The gradient can not pass through right now as pytorch can not access directly the computation on the QPU.
Differentiation through the MerLin processor will be implemented in v0.5.

Troubleshooting

No job IDs appear: Your backend may be very fast, or your layer ran locally (e.g., force_local=True).
“Lowered max_samples” warning from Perceval: This means nsample exceeded max_shots_per_call. Merlin clamps the submitted sample count, but if you see this with an older version, set max_shots_per_call >= your nsample.
Timeouts in CI: Backends vary. Make tests resilient to fast or slow responses by polling future.done() before asserting on timeout exceptions.

API Reference (Summary)

Constructor

MerlinProcessor(remote_processor=None, session=None, microbatch_size=32, timeout=3600.0, max_shots_per_call=None, chunk_concurrency=1, token=None, *, processor=None) remote_processor is deprecated; pass remote processors through processor=.

Execution

forward(module, input, *, nsample=None, timeout=None) -> torch.Tensor
forward_async(module, input, *, nsample=None, timeout=None) -> Future
- future.job_ids: list[str]
- future.status() -> dict
- future.cancel_remote() -> None

Lifecycle

cancel_all() -> None
Context manager (with MerlinProcessor(...) as proc:)

Estimation

estimate_required_shots_per_input(layer, input, desired_samples_per_input) -> list[int]

History

get_job_history() -> list[RemoteJob]
clear_job_history() -> None

Version Notes

session parameter added for ISession-based backends (Scaleway). Exactly one of processor, remote_processor, or session must be provided. remote_processor is deprecated and remains supported for compatibility. A given session then uses its remote processor from the session.build_remote_processor() method to define the available commands. Both remote paths support chunking and chunk_concurrency — each chunk gets an independent RemoteProcessor via session.build_remote_processor().
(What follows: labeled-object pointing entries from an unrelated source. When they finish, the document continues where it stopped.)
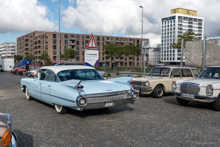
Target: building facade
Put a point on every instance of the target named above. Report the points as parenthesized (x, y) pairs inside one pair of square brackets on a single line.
[(8, 49), (154, 55), (177, 23), (38, 41)]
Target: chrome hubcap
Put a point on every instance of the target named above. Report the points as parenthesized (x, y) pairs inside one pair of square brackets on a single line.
[(160, 91)]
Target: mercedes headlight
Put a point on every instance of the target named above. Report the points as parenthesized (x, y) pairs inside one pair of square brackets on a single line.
[(174, 86), (147, 84), (209, 90)]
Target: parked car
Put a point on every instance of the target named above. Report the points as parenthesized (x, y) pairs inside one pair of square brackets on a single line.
[(1, 68), (15, 70), (206, 88), (69, 63), (32, 73), (78, 87), (32, 67), (159, 79), (8, 137)]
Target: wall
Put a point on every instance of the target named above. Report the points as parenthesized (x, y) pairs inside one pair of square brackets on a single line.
[(194, 53)]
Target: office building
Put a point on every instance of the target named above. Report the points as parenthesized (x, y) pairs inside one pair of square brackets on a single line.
[(8, 49), (38, 41), (177, 23)]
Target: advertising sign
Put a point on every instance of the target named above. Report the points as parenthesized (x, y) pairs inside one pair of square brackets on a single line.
[(145, 44), (91, 57)]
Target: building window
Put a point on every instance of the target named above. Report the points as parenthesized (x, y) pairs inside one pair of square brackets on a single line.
[(54, 41), (54, 46), (77, 37)]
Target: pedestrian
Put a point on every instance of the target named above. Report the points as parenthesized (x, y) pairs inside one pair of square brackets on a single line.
[(27, 68)]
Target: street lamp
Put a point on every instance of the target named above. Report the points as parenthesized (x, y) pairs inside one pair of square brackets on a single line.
[(59, 36), (141, 38)]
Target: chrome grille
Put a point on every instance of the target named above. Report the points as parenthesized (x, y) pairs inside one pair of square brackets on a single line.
[(106, 98), (138, 83), (190, 88)]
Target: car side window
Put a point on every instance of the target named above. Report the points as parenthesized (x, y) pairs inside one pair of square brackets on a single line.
[(176, 73), (195, 72), (42, 74), (50, 76), (186, 73)]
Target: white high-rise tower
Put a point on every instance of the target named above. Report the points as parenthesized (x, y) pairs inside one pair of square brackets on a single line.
[(180, 21)]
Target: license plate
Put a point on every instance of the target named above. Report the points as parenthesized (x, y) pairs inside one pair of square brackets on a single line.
[(187, 95), (109, 104)]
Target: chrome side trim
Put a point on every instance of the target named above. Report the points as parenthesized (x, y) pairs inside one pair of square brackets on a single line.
[(55, 96), (105, 94)]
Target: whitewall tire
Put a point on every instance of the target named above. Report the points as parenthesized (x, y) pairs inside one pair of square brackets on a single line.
[(28, 96), (60, 109)]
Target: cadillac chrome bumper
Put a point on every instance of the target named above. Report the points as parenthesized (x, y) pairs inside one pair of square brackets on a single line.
[(196, 98)]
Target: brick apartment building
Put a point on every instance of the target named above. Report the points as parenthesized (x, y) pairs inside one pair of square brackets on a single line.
[(39, 41)]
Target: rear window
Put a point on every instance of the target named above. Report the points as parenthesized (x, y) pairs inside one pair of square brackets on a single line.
[(195, 72)]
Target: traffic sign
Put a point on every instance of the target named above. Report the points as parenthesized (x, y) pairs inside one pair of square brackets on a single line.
[(92, 43)]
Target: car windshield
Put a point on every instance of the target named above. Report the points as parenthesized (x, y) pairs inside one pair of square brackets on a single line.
[(161, 72), (79, 74), (210, 73)]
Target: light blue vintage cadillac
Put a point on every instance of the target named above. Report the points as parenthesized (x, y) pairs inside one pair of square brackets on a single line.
[(78, 87)]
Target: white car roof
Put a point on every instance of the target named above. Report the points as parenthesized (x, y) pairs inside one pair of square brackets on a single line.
[(57, 69)]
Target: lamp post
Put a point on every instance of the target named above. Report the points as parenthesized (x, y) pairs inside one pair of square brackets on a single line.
[(141, 38), (59, 36)]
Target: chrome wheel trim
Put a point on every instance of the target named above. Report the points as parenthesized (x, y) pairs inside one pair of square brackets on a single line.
[(58, 108), (27, 94)]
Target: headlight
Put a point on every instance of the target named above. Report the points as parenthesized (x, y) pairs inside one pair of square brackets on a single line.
[(128, 95), (82, 102), (135, 96), (174, 86), (209, 90), (147, 84)]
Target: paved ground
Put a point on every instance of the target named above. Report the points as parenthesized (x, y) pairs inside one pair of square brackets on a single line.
[(148, 122)]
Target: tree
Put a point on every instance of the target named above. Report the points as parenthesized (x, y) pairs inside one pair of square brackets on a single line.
[(29, 57), (113, 50), (17, 58), (45, 58), (68, 54), (187, 36)]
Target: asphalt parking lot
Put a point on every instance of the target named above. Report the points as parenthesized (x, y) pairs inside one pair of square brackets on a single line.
[(148, 122)]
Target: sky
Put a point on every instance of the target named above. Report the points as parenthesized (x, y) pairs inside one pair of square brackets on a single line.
[(100, 17)]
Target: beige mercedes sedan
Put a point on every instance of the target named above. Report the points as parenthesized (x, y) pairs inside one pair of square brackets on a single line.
[(159, 80)]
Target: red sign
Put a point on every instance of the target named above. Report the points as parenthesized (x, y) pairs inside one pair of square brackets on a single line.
[(92, 43)]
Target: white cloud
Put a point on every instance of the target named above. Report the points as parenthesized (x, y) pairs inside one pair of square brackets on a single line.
[(124, 16), (24, 16)]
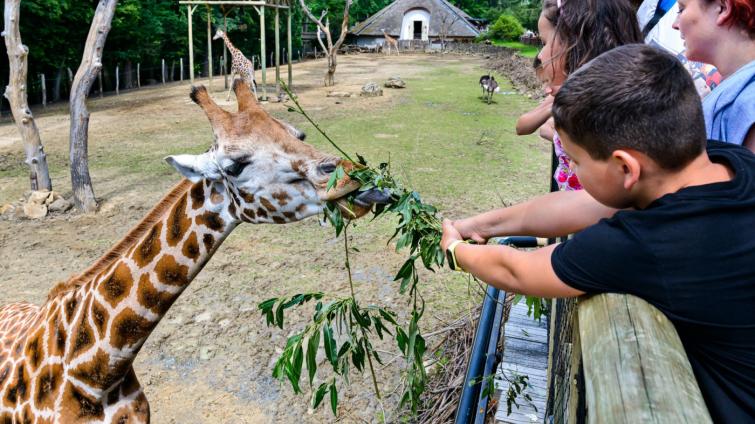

To see the available commands and backend name, call the backend_capabilities attribute of the MerlinProcessor.
If the probs command is available and nsample is None or 0, the processor will run a probabilities simulations. Otherwise, sampling simulations or quantum executions will be done.
MeasurementStrategy.probs(computation_space=...) replaces the older no_bunching flag and bare computation_space parameter on QuantumLayer. Both ComputationSpace.FOCK (bunched) and ComputationSpace.UNBUNCHED are fully supported for cloud execution.
Default chunk_concurrency is 1 (serial intra-leaf).
Failed chunks are retried up to 3 times with exponential backoff. Cancellation and timeout errors propagate immediately.
max_shots_per_call sets the maximum number of samples sent in a
single call. When nsample > max_shots_per_call, the call is limited to max_shots_per_call samples, which prevents Perceval from silently clamping the requested sample count. The default max_shots_per_call is 100 000.